Ayodhya police have recovered documents from the rented residence of Ramashankar Mishra, one of eight people arrested in the alleged embezzlement of donations made to the Ram temple, as investigators intensify efforts to reconstruct how offerings were diverted.
Mishra was taken to the house on Wednesday, July 15, during a 14-hour period of police custody granted by a local court. Investigators found the papers inside a bag kept in the room and subsequently sealed the premises. The documents are being examined alongside bank records, digital material, CCTV footage and statements from other accused persons.
Police also questioned Subhash Srivastava, a retired State Bank of India employee who supervised donation counting. The two men were brought from Faizabad District Jail and interrogated from around 9 am about the movement of cash from donation boxes to the counting room and the safeguards designed to prevent theft.
Investigators sought details about who opened donation boxes, transported the cash and recorded staff attendance. They also examined whether workers were frisked before entering or leaving the counting area and how the money was packaged and deposited into designated accounts of the Shri Ram Janmabhoomi Teerth Kshetra Trust.
Mishra is alleged to have been involved in carrying cash collected from donation boxes to the counting room. Police used the questioning to map the sequence through which money may have been removed, concealed and carried out without detection. The accused were confronted with transaction details and other evidence to test inconsistencies in earlier accounts.
All eight people named in the first information report were arrested on June 25 after a preliminary inquiry by a Special Investigation Team. They are Ram Shankar Yadav, also known as Tinnu Yadav, Anukalp Mishra, Avinash Shukla, Karunesh Pandey, Manish Yadav, Lavkush Mishra, Ramashankar Mishra and Subhash Srivastava.
They face allegations including theft by an employee, criminal breach of trust, cheating and criminal conspiracy under the Bharatiya Nyaya Sanhita. The allegations have not been proved in court, and the investigation remains under way.

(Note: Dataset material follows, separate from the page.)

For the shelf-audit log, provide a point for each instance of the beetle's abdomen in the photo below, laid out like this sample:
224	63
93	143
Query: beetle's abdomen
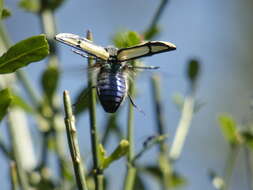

Police recovered about Rs79.85 lakh from the accused during the initial action. The seizures included cash, foreign currency and valuables. Ramashankar Mishra was linked to the recovery of about Rs7.32 lakh and silver items, while larger sums were recovered from several other accused.
The inquiry has expanded into an examination of nearly 50 bank accounts linked to the accused and their relatives. Investigators have sought transaction records dating to 2022 to determine whether diverted donations were moved through personal or proxy accounts and converted into property, vehicles, jewellery or other assets.
The financial scrutiny is aimed at identifying unexplained deposits, transfers and withdrawals, as well as attempts to conceal the origin of funds. Police have seized vehicles and jewellery during earlier custody periods and are checking whether those purchases correspond with the declared income of the people under investigation.
Investigators suspect procedural failures in the donation-counting system allowed insiders to exploit gaps in supervision. The inquiry is examining whether prescribed controls were followed, including restrictions on clothing with pockets, mandatory searches of workers and continuous monitoring of the counting room.
CCTV material is being reviewed to establish whether cash was concealed during counting and temporarily stored elsewhere before being removed in smaller amounts. Some footage reportedly shows suspicious handling of money, but its evidentiary value will be tested during the investigation and any subsequent trial.
The case has prompted wider questions about governance at one of the country’s most prominent religious institutions. Temple officials have said the inquiry should identify every person responsible and promised cooperation with investigators. The trust has also faced calls to strengthen accounting, independent oversight and security around the processing of offerings.